Nach der Mittagspause geht es weiter mit der Evaluation des Tages. „Das Wichtigste bei dieser Fortbildung ist“, erklärt Mevlüde Sahillioğlu aus Ankara, die seit Jahren für verschiedene NGOs tätig ist, „dass die Teilnehmenden alle Spezialistinnen in ihren Bereichen sind. Die Erfahrungen dieser Menschen zu hören, ist sehr wichtig für mich. Das ist eine Bereicherung. Das, was ich in mein Berufsleben mitnehmen werde, sind z.
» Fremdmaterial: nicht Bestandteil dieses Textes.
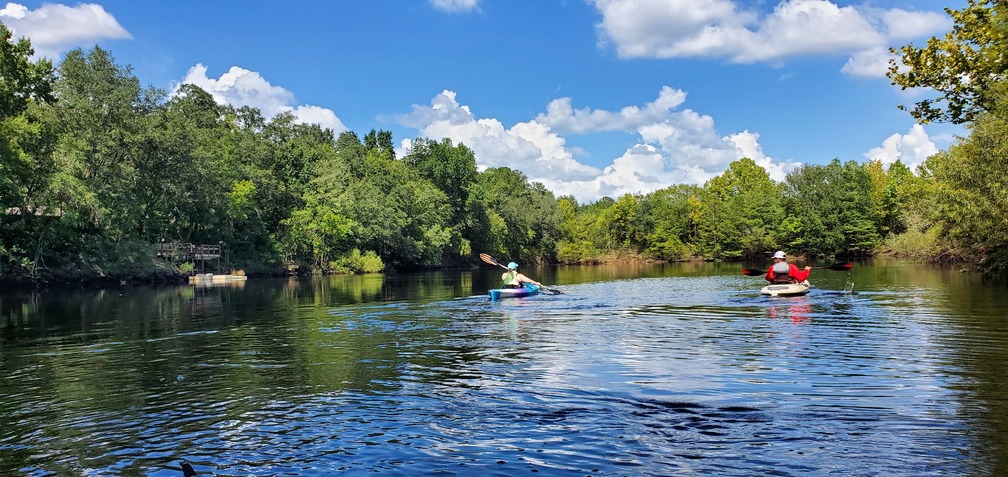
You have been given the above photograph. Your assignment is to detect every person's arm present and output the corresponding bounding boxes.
[791,263,812,283]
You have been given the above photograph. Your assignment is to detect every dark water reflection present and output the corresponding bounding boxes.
[0,263,1008,476]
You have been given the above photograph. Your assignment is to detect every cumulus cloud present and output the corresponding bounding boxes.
[0,2,132,59]
[593,0,952,76]
[429,0,480,13]
[181,64,347,134]
[397,87,798,202]
[864,124,938,170]
[535,86,686,134]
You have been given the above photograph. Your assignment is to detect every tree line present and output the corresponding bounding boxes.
[0,0,1008,279]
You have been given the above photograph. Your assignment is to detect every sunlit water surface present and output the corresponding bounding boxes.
[0,264,1008,476]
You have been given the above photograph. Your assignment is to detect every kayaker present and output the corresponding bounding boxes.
[501,262,542,288]
[766,250,812,283]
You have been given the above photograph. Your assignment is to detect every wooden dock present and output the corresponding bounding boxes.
[157,242,221,262]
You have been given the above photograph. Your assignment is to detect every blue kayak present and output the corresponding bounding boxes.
[490,283,539,300]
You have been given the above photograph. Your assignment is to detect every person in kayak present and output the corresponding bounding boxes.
[501,262,542,288]
[766,250,812,283]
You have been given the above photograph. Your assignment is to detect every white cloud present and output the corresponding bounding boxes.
[864,124,938,170]
[429,0,480,13]
[397,87,798,202]
[592,0,952,76]
[0,2,132,59]
[535,86,686,134]
[840,46,893,78]
[181,64,347,134]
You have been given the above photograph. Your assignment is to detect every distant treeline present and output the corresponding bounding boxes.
[0,14,1008,280]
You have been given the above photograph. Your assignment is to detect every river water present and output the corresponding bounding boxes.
[0,263,1008,476]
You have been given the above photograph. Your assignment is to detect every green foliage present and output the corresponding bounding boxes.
[698,157,784,259]
[886,0,1008,124]
[782,159,880,257]
[329,248,385,275]
[924,107,1008,268]
[7,32,1008,279]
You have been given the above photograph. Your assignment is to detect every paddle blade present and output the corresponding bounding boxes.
[181,461,198,477]
[480,253,503,266]
[824,262,854,271]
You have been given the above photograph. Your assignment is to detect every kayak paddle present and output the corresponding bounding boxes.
[480,253,563,294]
[742,262,854,276]
[812,262,854,271]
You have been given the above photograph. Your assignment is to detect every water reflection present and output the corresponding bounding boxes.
[0,264,1008,476]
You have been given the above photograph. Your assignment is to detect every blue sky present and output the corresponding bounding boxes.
[0,0,966,202]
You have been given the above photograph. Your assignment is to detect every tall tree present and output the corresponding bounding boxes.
[886,0,1008,124]
[705,157,784,259]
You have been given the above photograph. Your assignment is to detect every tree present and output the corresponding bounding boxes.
[783,159,879,256]
[924,108,1008,272]
[401,138,486,255]
[886,0,1008,124]
[0,23,56,274]
[703,157,784,258]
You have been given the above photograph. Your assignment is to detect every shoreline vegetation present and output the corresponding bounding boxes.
[0,0,1008,284]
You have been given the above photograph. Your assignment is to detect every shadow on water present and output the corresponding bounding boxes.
[0,264,1008,476]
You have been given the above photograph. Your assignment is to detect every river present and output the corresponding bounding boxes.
[0,262,1008,476]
B. die Icebreaker, da habe ich was dazugelernt. In der Türkei werden auch interaktive Spiele angewandt, aber wir brauchen auf jeden Fall noch mehr Erfahrungen und Beispiele. Ich denke, es muss mehr investiert werden in solche Fachkräftefortbildungen.“
Emine Erol aus Berlin berichtet, was sie in den letzten drei Tagen erlebt hat: „Ich werde mit einem gefüllten Methodenkoffer zurück nach Berlin fahren. Es sind tolle Ideen dabei, die ich auf jeden Fall anwenden werde. Manche Methoden, die wir hier besprechen, müsste ich bei meinen Jugendgruppen etwas anpassen, da dort die Dynamik anders ist. Mir gefallen auch die Dynamik und Atmosphäre hier in der Gruppe. Ich habe mich sehr schnell gut aufgehoben gefühlt unter all den anderen Teilnehmerinnen.“
Als Abschluss des Workshops erhalten die Teilnehmerinnen eine Hausaufgabe, welche bis zum nächsten Modul bearbeitet wird. Sie sollen die Ergebnisse der letzten drei Tage gedanklich vertiefen und ihre eigene Methode entwickeln, welche sie dann im Folgemonat in Köln vorstellen.